Celiac disease is very different from a food allergy. A food allergy leads to the body producing a specific reaction (itching or nasal, gastrointestinal or respiratory symptoms) after eating a certain food. For those with celiac disease, when gluten is ingested, the body experiences an autoimmune reaction that damages the tiny, hair-like projections in the small intestine. The damage inhibits proper nutrient absorption from foods.
Celiac disease is arguably one of the most common autoimmune disorders. According to the National Institute of Health, it affects 1 in 133 people; this amounts to approximately 3 million Americans.
Its prevalence is significantly underestimated. In fact, more Americans have celiac disease than type 1 diabetes, ulcerative colitis, Crohn’s disease, multiple sclerosis and cystic fibrosis combined.
When repeatedly exposed to gluten, those with celiac face an increased risk of both nutritional and immune-related disorders such as anemia, osteoporosis, GI cancers and nervous system disorders.
The only treatment for celiac disease is through adhering to a strict gluten-free diet. That means avoiding all products that contain gluten, which is in wheat (including durum, semolina, spelt, kamut, einkorn and faro), barley and rye.
Gluten can be found in cold cuts, soups, marinades, dressings, soy sauce, candies and chocolates.
Other possible hidden sources of gluten include: caramel color, artificial and natural flavor and color, smoke flavor, stock/gravy cubes, mixed spices or seasonings and dry-roasted nuts.

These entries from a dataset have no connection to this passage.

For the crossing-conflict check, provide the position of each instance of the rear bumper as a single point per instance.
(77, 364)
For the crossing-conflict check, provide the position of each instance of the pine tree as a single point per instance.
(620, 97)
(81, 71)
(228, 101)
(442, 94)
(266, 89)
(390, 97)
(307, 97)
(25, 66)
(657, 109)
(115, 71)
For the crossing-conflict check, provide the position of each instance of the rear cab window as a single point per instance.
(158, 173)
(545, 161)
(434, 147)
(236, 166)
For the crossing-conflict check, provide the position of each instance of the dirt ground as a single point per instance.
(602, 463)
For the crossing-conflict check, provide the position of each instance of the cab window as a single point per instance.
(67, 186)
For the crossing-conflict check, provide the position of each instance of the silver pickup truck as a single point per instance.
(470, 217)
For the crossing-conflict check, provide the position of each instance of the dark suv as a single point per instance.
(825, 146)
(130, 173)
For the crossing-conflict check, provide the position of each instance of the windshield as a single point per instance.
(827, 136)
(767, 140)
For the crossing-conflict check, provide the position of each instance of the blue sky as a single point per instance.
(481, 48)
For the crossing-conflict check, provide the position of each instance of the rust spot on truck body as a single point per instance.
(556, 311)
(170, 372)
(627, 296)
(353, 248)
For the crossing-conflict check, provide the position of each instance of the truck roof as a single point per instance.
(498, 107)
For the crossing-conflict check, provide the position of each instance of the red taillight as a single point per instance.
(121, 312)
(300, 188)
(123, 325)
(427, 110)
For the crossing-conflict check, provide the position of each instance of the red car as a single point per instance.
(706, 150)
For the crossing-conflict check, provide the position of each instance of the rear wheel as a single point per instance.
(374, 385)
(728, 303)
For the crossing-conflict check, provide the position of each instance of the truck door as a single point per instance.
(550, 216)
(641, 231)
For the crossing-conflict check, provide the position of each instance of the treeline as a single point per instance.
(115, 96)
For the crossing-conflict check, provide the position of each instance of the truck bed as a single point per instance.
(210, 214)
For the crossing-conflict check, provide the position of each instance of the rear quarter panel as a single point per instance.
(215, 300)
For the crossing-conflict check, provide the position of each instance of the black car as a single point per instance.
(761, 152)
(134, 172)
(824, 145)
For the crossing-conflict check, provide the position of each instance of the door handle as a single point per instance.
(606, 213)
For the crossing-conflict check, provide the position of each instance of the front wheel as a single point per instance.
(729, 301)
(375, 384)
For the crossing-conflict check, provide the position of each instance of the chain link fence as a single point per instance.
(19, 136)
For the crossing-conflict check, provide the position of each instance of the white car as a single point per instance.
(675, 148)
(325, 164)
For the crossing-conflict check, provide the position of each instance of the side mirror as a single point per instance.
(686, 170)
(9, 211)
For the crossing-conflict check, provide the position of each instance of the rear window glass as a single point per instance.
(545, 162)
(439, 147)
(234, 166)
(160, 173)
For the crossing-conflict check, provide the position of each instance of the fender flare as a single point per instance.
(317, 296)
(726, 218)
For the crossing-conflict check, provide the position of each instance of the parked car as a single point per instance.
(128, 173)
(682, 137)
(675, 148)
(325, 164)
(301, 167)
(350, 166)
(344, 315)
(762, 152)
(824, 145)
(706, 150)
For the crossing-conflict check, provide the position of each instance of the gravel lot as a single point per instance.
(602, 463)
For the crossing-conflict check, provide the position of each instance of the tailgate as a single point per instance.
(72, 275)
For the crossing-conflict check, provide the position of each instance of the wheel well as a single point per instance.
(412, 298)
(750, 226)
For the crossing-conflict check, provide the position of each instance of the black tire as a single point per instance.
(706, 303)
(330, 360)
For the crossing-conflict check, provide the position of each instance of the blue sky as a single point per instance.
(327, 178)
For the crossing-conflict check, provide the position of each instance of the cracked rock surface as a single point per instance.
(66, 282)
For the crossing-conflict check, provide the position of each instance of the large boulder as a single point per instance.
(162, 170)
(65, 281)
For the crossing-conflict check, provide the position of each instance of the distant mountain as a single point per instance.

So how do those following a gluten-free diet find safe products to eat? They read labels for gluten-containing ingredients or look for gluten-free certification on food packages.
Still, the gluten-free diet can be hard to navigate and sometimes the list of “avoids” seems endless. I have had a lot of experiencing reading labels and agree they can be tricky to navigate, especially for those on a gluten-free diet.
My best advice: Read the labels and, if you’re still not sure, contact the manufacturer for further clarification. It’s not worth the risk!
If you have a food allergy or intolerance, or are cooking for someone who does, it is important that you respect their requests, as the consequences can be life-threatening.
For some, gluten-free may be the new trendy health kick, but celiacs will not be ditching this diet any time soon.